In the VGA 256-color mode, the graphics controller and memory subsystem are set up in a specific way that happens to make all that logic "invisible" to the normal application (the write bit mask is set to pick all bits from the newly written value, the mixing function is set to ignore latch contents and just use the ISA value, rotation is set to rotate by 0 bits, replacement of bytes by 00 or FF is disabled for all 8-bit pieces, and the 8-bit piece of the 32-bit word is selected from the low two address bits on the ISA bus), nevertheless, these features could technically all be enabled by VGA software (also they are all mostly pointless in 256-color mode except for very special edge cases).
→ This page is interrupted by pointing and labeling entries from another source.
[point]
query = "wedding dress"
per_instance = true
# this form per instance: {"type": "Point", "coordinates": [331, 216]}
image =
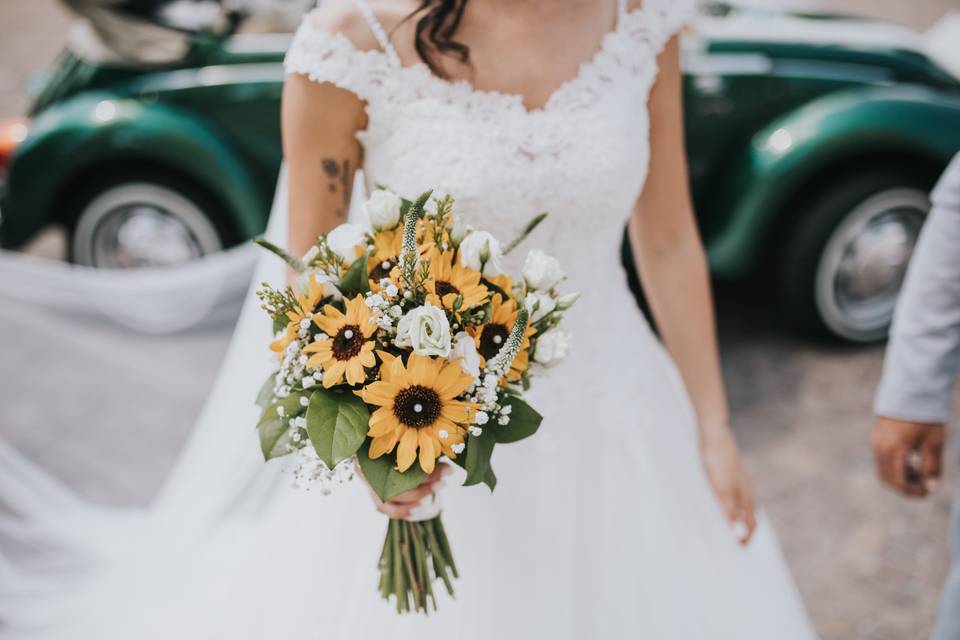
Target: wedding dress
{"type": "Point", "coordinates": [602, 526]}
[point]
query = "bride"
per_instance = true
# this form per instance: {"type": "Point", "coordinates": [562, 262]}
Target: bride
{"type": "Point", "coordinates": [629, 515]}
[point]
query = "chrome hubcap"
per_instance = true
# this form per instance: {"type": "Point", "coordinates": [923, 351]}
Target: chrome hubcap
{"type": "Point", "coordinates": [864, 263]}
{"type": "Point", "coordinates": [137, 225]}
{"type": "Point", "coordinates": [143, 236]}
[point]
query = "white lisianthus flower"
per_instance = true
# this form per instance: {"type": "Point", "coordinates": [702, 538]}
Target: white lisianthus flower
{"type": "Point", "coordinates": [465, 353]}
{"type": "Point", "coordinates": [480, 251]}
{"type": "Point", "coordinates": [383, 209]}
{"type": "Point", "coordinates": [311, 253]}
{"type": "Point", "coordinates": [345, 239]}
{"type": "Point", "coordinates": [552, 347]}
{"type": "Point", "coordinates": [539, 305]}
{"type": "Point", "coordinates": [426, 330]}
{"type": "Point", "coordinates": [564, 302]}
{"type": "Point", "coordinates": [542, 271]}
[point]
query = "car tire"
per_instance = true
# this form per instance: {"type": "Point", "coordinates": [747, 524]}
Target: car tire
{"type": "Point", "coordinates": [144, 219]}
{"type": "Point", "coordinates": [844, 261]}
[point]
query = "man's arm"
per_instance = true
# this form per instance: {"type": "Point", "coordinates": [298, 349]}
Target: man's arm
{"type": "Point", "coordinates": [923, 357]}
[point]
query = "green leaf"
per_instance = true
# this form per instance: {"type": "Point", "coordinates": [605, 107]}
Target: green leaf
{"type": "Point", "coordinates": [524, 421]}
{"type": "Point", "coordinates": [337, 424]}
{"type": "Point", "coordinates": [489, 478]}
{"type": "Point", "coordinates": [479, 450]}
{"type": "Point", "coordinates": [384, 478]}
{"type": "Point", "coordinates": [280, 324]}
{"type": "Point", "coordinates": [356, 280]}
{"type": "Point", "coordinates": [265, 395]}
{"type": "Point", "coordinates": [274, 429]}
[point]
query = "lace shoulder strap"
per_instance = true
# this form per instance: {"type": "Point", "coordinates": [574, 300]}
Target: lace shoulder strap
{"type": "Point", "coordinates": [378, 31]}
{"type": "Point", "coordinates": [656, 21]}
{"type": "Point", "coordinates": [328, 56]}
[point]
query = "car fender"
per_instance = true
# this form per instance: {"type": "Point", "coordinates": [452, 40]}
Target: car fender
{"type": "Point", "coordinates": [788, 154]}
{"type": "Point", "coordinates": [70, 140]}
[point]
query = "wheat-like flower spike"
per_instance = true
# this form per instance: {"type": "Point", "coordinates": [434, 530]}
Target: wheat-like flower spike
{"type": "Point", "coordinates": [295, 263]}
{"type": "Point", "coordinates": [504, 358]}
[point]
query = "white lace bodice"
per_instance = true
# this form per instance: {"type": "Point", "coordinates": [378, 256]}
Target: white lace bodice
{"type": "Point", "coordinates": [582, 157]}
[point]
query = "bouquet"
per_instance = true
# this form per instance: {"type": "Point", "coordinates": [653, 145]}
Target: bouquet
{"type": "Point", "coordinates": [400, 344]}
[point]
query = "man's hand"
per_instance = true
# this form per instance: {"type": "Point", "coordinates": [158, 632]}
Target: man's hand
{"type": "Point", "coordinates": [909, 455]}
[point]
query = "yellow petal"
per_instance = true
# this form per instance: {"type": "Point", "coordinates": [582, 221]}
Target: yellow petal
{"type": "Point", "coordinates": [407, 450]}
{"type": "Point", "coordinates": [427, 457]}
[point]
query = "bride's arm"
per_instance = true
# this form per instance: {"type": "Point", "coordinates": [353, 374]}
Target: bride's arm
{"type": "Point", "coordinates": [673, 269]}
{"type": "Point", "coordinates": [319, 125]}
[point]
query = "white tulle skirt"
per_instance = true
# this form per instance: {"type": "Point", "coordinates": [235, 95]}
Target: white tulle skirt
{"type": "Point", "coordinates": [602, 526]}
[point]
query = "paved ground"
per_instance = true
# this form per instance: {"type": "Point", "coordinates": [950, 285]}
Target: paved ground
{"type": "Point", "coordinates": [868, 563]}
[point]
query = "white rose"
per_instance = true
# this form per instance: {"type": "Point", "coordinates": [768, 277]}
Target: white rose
{"type": "Point", "coordinates": [552, 347]}
{"type": "Point", "coordinates": [426, 330]}
{"type": "Point", "coordinates": [542, 271]}
{"type": "Point", "coordinates": [383, 209]}
{"type": "Point", "coordinates": [481, 249]}
{"type": "Point", "coordinates": [345, 239]}
{"type": "Point", "coordinates": [465, 349]}
{"type": "Point", "coordinates": [539, 305]}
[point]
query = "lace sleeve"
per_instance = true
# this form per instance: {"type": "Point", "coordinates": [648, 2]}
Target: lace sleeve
{"type": "Point", "coordinates": [323, 56]}
{"type": "Point", "coordinates": [659, 20]}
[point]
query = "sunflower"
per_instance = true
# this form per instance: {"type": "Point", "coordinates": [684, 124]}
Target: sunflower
{"type": "Point", "coordinates": [305, 304]}
{"type": "Point", "coordinates": [489, 337]}
{"type": "Point", "coordinates": [348, 349]}
{"type": "Point", "coordinates": [418, 410]}
{"type": "Point", "coordinates": [450, 279]}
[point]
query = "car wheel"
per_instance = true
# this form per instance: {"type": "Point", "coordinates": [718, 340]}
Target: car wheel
{"type": "Point", "coordinates": [845, 261]}
{"type": "Point", "coordinates": [140, 221]}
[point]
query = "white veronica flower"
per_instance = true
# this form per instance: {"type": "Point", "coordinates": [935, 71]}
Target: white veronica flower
{"type": "Point", "coordinates": [552, 347]}
{"type": "Point", "coordinates": [329, 286]}
{"type": "Point", "coordinates": [482, 252]}
{"type": "Point", "coordinates": [459, 230]}
{"type": "Point", "coordinates": [465, 349]}
{"type": "Point", "coordinates": [539, 305]}
{"type": "Point", "coordinates": [542, 271]}
{"type": "Point", "coordinates": [426, 330]}
{"type": "Point", "coordinates": [345, 239]}
{"type": "Point", "coordinates": [383, 209]}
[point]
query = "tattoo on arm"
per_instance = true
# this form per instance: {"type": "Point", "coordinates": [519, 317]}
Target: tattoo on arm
{"type": "Point", "coordinates": [338, 173]}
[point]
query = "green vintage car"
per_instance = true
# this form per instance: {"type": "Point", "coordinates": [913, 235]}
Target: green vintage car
{"type": "Point", "coordinates": [813, 141]}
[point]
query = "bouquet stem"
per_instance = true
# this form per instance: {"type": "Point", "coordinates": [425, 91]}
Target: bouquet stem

So as you see, there still is a quite complex write pipeline, that furthermore is meant to work with only 8 CPU bits at a time, so the card needs to behave as if all 16-bit writes are 2 successive 8-bit writes.
On the other hand, writes to the LFB region can go straigh from the ISA write buffer into the video memory (even merging 8-bit or 16-bit writes to 32-bit writes), bypassing the legacy logic that is not used by typical 256-color VESA applications. The huge performance gain of LFB use on some VGA chipsets thus is from skipping the processing pipeline in the graphics controller, not just from avoiding banking. There may be SVGA chips that can detect that the graphics controller is configured in a "pass-through" way and internally just bypass it, or there might be a control bit that allows bypassing the graphics controller even for accesses at A000-BFFF, which may be set by the VESA BIOS in high-resolution 256-color modes. On these types of cards, my idea would be pointless again. But as proven by S3SPDUP, certain S3 graphics chips are indeed considerably faster on LFB access than they are on accesses to the legacy range, and that's why remapping the "direct video memory access" over the "legacy VGA memory range" can yield a speed up on those chips. My idea was that instead of relying on the graphics chip to be able to present a "direct access to video memory" range at A000:0000 (which S3 chips can do, but it's specific to S3 chips), to use the memory manager to redirect A000:0000 to the fast LFB area that provides "direct access to video memory" (which should work with any graphics card). So this would be something like a "universal S3SPDUP", but obviously only useful if other cards behave like S3 cards in that their LFB is considerably faster than their VGA range in VESA modes. I don't know whether such cards exist at all.